People are more likely to identify with their racial in-group when other groups are not available in their community. Unfortunately, so-called social capital—a conception of community health—has declined precipitously across America since the 1970s. This is especially the case in the swing states of the rust belt that were instrumental to Trump’s success.
Trump spoke to the anxieties of these electorates with his anti-globalization message and the nostalgia of his slogan: “Make America Great Again”. He activated and leveraged the need for relatedness and worldview defense among these voters with his racial and nationalistic rhetoric and policies, notably “build a wall”.
In our empirical analysis using a large, representative sample of Americans from the Gallup Daily Poll, we found that Trump was more successful in counties with relatively high rates of anxiety and relatively low levels of relatedness. Where community is strong, people don’t need racial identification to feel secure.

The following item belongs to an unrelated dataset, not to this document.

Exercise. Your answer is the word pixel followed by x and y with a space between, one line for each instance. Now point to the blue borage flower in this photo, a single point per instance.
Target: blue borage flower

Perhaps more importantly, we found that racial animus on its own, measured using the intensity of Google searches for the N-word, was positively associated with Trump’s vote share. But this association lost significance and was replaced by relatedness once we introduced it into the model. It seems that rising racial animus is not so much about prejudice. It is about racial identification and solidarity to feel part of a group for social support (though prejudice may be a second-order effect).
Importantly and curiously, we found a strong, positive association between social capital and Trump’s vote share. We use the Joint Economic Committee’s definition of social capital, which items to capture community health using items like the ratio of NGOs to population in a county. Our result reflects cohesive rural and religious counties that typically vote Republican—it is a partisan effect. It suggests that racial animus did not play a role in these counties breaking Republican.

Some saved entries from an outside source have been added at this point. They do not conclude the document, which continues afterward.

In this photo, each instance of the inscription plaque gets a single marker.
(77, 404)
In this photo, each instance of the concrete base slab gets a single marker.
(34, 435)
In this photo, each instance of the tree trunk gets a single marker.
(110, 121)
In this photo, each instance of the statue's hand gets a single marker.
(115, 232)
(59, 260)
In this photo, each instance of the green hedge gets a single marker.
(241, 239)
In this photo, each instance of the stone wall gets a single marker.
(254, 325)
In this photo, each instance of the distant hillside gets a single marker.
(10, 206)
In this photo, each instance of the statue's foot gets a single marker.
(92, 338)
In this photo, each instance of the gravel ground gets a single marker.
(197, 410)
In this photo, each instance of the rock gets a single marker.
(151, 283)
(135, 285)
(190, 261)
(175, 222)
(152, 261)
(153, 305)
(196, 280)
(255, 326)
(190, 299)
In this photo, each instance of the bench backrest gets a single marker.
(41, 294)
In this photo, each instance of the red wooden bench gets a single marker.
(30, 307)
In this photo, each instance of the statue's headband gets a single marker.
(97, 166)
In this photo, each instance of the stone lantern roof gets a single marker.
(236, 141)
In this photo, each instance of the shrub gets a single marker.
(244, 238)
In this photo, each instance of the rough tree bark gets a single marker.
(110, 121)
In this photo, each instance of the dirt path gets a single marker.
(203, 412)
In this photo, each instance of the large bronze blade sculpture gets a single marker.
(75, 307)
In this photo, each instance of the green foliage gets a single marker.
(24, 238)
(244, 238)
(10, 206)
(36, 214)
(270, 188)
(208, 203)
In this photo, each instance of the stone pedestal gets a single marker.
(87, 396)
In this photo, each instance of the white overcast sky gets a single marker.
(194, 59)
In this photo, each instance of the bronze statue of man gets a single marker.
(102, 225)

In an importance robustness check of our results, we replicated our analysis for the Republican party primaries in 2016. Only worry and relatedness where significantly associated with Trump’s performance in these primaries. This suggests that social capital is associated with Republican party partisanship, but not Trump specifically.
One study should not be the basis for strong policy conclusions. However, we will cautiously make three points. First, while racial prejudice may follow from rising racial identification, it is a consequence, not a cause. The main drivers are fear and social disintegration. Anti-racism efforts aimed at formerly moderate whites should thus be directed at these psychological triggers, rather than racism itself.
Second, policymakers must become more sophisticated in their valuation of community. Sustaining community health against economic headwinds is often financially costly and raises complex normative issues. But the costs of following a crude economic (neo)liberalism approach arguably outweighs the benefits.
Finally, cultural actors like intellectuals, artists, and politicians urgently need to refresh shared identities that can reach across the many fissures in contemporary American life.
The authors did not receive financial support from any firm or person for this article or from any firm or person with a financial or political interest in this article. The authors are not currently officers, directors, or board members of any organization with a financial or political interest in this article.